Un alignement de planètes semble donc se dessiner à l’intérieur d’un contexte topographique et climatique difficile: une dynamique foncière à l’avantage de la périphérie, des révolutions technologiques qui auront un impact sur notre mobilité et sur l’organisation du travail, une société qui semble favoriser l’hypermobilité individuelle, une crise sanitaire qui pourrait nous transformer. Autant d’éléments qui relativisent peut-être l’intérêt d’un tramway, d’autant plus que ce dernier est statique tout en exigeant un investissement financier et environnemental lourd. Autant d’éléments qui doivent peut-être nous ramener à l’essentiel : concevoir un système de transport en commun qui favorise en premier lieu la mobilité de ceux qui n’en ont pas les moyens tout en favorisant l’intégration de modes aussi multiples qu’alternatifs (Uber, vélo électrique, etc.).

La recherche d’une modernité

Le slogan du projet — En route vers la modernité — suggère que le tramway vise d’autres objectifs que le transport en commun.
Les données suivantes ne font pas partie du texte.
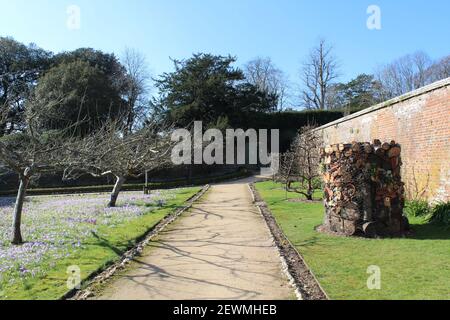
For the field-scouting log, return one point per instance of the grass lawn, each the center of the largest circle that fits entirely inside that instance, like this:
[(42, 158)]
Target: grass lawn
[(411, 268), (77, 230)]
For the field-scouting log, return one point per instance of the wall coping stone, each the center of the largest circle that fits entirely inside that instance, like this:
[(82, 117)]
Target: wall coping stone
[(431, 87)]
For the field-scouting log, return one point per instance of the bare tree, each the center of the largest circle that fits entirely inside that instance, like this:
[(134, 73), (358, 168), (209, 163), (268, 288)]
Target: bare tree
[(318, 74), (28, 153), (406, 74), (137, 86), (440, 69), (263, 73), (300, 165), (109, 152)]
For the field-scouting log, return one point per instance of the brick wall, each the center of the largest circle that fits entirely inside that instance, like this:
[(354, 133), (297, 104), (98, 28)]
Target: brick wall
[(420, 122)]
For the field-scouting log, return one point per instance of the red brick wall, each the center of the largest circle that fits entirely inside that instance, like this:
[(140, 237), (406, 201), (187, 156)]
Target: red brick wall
[(420, 122)]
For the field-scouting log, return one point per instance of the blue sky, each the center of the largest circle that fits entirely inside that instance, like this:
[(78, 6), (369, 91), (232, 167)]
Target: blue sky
[(284, 30)]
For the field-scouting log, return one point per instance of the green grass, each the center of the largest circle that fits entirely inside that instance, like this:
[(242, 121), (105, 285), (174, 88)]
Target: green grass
[(417, 267), (98, 252)]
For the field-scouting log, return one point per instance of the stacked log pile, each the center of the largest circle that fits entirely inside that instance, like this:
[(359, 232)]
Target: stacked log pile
[(364, 194)]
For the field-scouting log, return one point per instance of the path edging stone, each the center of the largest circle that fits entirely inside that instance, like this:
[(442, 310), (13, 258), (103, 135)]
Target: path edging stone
[(306, 285)]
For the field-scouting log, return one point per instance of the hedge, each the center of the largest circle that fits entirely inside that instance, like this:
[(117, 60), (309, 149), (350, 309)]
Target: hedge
[(243, 173)]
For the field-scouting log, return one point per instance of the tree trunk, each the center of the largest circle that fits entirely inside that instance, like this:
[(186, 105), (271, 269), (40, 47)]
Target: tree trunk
[(115, 193), (17, 234)]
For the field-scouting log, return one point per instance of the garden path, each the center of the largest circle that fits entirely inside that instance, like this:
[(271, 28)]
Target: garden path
[(221, 249)]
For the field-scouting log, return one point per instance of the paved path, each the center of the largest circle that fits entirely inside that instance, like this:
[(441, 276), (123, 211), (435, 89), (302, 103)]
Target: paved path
[(221, 249)]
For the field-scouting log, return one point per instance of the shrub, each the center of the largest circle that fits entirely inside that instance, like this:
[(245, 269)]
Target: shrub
[(417, 208), (440, 214)]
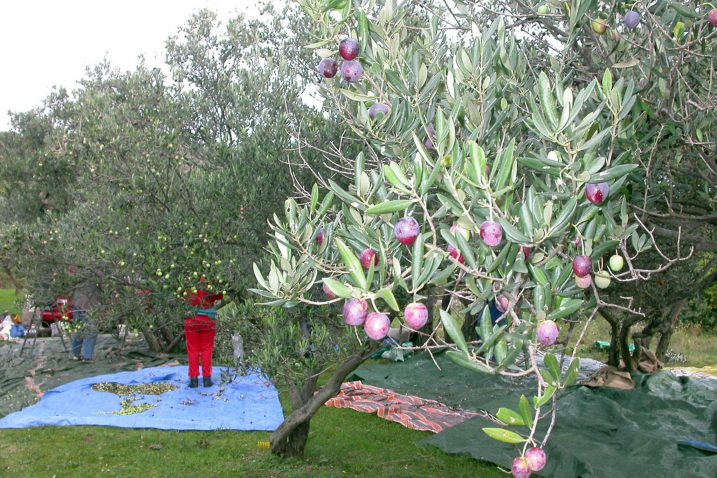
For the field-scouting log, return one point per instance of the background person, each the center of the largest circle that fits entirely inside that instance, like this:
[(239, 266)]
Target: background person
[(85, 302), (6, 326), (200, 329)]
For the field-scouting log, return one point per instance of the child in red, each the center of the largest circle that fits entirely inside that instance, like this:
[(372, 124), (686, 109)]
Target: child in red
[(200, 330)]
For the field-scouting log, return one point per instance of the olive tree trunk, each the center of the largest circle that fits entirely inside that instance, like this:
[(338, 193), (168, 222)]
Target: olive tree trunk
[(289, 440)]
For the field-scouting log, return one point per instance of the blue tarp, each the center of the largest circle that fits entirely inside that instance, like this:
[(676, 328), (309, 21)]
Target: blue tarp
[(247, 403)]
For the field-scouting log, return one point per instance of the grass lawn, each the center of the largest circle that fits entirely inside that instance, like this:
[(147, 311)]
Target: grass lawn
[(341, 443), (7, 301), (699, 349)]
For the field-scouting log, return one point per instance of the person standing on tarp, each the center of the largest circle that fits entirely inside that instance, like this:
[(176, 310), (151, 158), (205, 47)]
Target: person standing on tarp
[(200, 329), (85, 302)]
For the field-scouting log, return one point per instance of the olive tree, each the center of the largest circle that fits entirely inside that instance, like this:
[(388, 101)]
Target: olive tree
[(483, 179)]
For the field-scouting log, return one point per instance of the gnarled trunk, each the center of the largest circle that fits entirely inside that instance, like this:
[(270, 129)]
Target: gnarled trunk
[(289, 440), (666, 335), (614, 352)]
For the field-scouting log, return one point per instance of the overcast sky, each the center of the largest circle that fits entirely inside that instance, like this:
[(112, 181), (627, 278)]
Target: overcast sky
[(46, 43)]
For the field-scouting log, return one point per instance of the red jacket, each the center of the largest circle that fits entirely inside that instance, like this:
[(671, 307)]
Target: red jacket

Pour une élite locale, un tramway permet d’incarner l’action politique dans quelque chose de concret comme il constitue un outil de marketing pour transformer l’image d’une ville. D’ailleurs, ce slogan comporte un non-dit: Québec serait-elle encore une vieille capitale? Il faut rappeler que la recherche de la modernité ne date pas d’hier. Dans les années 1970, les nouvelles autoroutes devaient permettre à Québec de toucher une autre modernité; elles auront durablement marqué son paysage, notamment par le remplissage des berges du fleuve et par la rupture entre le Vieux-Québec et Saint-Jean-Baptiste. Et cet héritage d’une autre modernité représente une forte concurrence pour le transport en commun. Serions-nous en face de deux modernités qui tendent à s’annuler mutuellement? Et si le réseau d’autoroute était utilisé pour implanter un réseau d’autobus biarticulés à grandes fréquences sur voies réservées? Autrement dit, avant d’investir lourdement dans un autre tunnel, ne pourrions-nous pas recycler le réseau d’autoroutes à l’avantage du transport en commun?
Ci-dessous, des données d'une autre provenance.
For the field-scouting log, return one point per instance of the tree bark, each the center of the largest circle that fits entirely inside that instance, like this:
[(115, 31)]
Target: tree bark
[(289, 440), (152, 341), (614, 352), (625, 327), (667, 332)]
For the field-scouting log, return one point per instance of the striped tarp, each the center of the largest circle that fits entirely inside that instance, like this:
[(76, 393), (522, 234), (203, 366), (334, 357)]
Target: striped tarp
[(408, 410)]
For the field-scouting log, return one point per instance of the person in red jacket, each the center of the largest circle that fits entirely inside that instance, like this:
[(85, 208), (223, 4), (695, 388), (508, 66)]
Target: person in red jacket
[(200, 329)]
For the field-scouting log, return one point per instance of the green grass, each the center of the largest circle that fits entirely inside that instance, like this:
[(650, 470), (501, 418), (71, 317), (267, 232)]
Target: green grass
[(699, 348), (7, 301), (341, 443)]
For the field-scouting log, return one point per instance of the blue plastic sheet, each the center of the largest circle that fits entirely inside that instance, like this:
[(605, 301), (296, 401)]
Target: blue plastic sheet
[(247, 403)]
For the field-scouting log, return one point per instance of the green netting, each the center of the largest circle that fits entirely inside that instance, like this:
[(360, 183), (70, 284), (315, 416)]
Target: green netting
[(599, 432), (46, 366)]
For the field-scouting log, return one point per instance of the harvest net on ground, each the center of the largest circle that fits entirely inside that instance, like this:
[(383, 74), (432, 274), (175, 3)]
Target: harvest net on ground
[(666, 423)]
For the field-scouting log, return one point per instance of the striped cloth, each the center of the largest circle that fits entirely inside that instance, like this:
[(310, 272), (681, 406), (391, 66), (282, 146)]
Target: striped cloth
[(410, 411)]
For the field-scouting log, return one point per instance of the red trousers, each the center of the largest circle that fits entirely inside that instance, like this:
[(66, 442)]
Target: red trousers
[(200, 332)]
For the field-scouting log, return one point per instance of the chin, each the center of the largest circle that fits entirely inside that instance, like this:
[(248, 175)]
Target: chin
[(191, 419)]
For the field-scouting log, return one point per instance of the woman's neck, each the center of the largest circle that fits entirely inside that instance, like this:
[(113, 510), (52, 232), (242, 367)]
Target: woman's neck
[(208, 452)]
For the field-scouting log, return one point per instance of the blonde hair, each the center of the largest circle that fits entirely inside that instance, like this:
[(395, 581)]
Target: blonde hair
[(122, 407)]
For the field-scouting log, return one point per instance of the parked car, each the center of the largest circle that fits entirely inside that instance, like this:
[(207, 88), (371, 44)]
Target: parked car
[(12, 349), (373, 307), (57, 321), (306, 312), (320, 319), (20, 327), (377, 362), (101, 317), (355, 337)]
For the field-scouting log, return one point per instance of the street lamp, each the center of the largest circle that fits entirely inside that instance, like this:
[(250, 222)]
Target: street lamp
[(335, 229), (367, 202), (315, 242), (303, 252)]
L’élite locale entretient vraisemblablement une autre espérance avec le tramway. À la page 51 du Plan de mobilité durable. Pour vivre et se déplacer, on peut lire un commentaire écrit au présent: grâce au réseau structurant, «Saint-Roch retrouve la vigueur économique et le rôle central qu’il avait avant le développement des banlieues au début des années 1960». Faut-il y voir une nostalgie digne de la Vieille capitale? Le tramway sert-il à soutenir une vision passéiste de la ville et de son organisation? Faut-il y voir un éternel déchirement entre une ville idéalisée et un désir de modernité? Le Saint-Roch de la belle époque fut l’héritage d’une zone franche érodée depuis longtemps et comprendre cette dynamique c’est entrevoir que les impacts d’un tramway sur l’avenir de ce quartier risquent d’être limités. Cela nous renvoie à la stabilité de la structure urbaine et au mythe d’Offner.
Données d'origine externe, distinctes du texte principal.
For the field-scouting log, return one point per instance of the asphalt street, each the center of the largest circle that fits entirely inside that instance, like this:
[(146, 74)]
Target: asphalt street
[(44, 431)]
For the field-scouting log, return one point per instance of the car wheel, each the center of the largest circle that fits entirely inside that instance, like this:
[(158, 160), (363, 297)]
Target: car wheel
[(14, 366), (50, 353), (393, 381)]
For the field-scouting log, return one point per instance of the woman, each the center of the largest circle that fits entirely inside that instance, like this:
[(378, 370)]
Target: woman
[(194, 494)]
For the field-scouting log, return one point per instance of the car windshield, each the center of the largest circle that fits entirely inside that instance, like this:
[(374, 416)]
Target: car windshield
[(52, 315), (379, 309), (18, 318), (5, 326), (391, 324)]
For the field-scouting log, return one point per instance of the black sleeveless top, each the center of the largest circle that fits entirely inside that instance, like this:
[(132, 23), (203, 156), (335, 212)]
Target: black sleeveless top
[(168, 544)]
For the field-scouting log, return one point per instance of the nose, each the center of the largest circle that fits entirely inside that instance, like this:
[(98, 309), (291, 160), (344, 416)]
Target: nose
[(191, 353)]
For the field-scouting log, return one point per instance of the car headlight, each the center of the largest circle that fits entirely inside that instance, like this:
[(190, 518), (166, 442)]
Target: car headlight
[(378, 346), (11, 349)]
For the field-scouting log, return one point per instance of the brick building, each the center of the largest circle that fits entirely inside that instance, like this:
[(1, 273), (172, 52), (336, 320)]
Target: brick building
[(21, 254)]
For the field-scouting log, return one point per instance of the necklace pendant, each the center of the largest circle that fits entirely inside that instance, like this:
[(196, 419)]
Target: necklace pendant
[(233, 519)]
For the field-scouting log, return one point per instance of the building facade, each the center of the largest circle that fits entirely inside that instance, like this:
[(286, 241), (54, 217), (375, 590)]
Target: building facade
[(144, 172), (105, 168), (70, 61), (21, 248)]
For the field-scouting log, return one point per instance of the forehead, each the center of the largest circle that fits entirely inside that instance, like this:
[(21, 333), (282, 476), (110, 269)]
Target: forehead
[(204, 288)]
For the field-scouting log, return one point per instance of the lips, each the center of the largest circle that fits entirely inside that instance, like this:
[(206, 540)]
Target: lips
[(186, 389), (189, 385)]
Un tramway dispose d’une fonction première (transport) et d’une fonction seconde (incarnation de l’action politique, marketing régional, développement urbain, etc.) et certains indices laissent à penser que la fonction seconde aurait motivé un choix technologique qui ne semble pas cadrer avec le contexte spécifique de Québec, un contexte qui s’épaissit en raison de tendances sociales et technologiques qui pourraient nous réserver des surprises. Il y a lieu de penser que l’élite locale, celle qui ne prend jamais le transport en commun, aimerait avoir un tramway pour des raisons qui ne sont pas nécessairement liées au déplacement des citoyens (fonction seconde). S’il tel est le cas, alors il importe de rappeler que le choix d’un mode de transport ne doit pas se faire au détriment de l’accessibilité. L’entretien du tramway sera une affaire locale et il serait dommage que ce choix nous mène à une hausse du coût du billet; il serait dommage que les gagne-petit fassent les frais d’une élite locale qui serait à la recherche de sa propre modernité.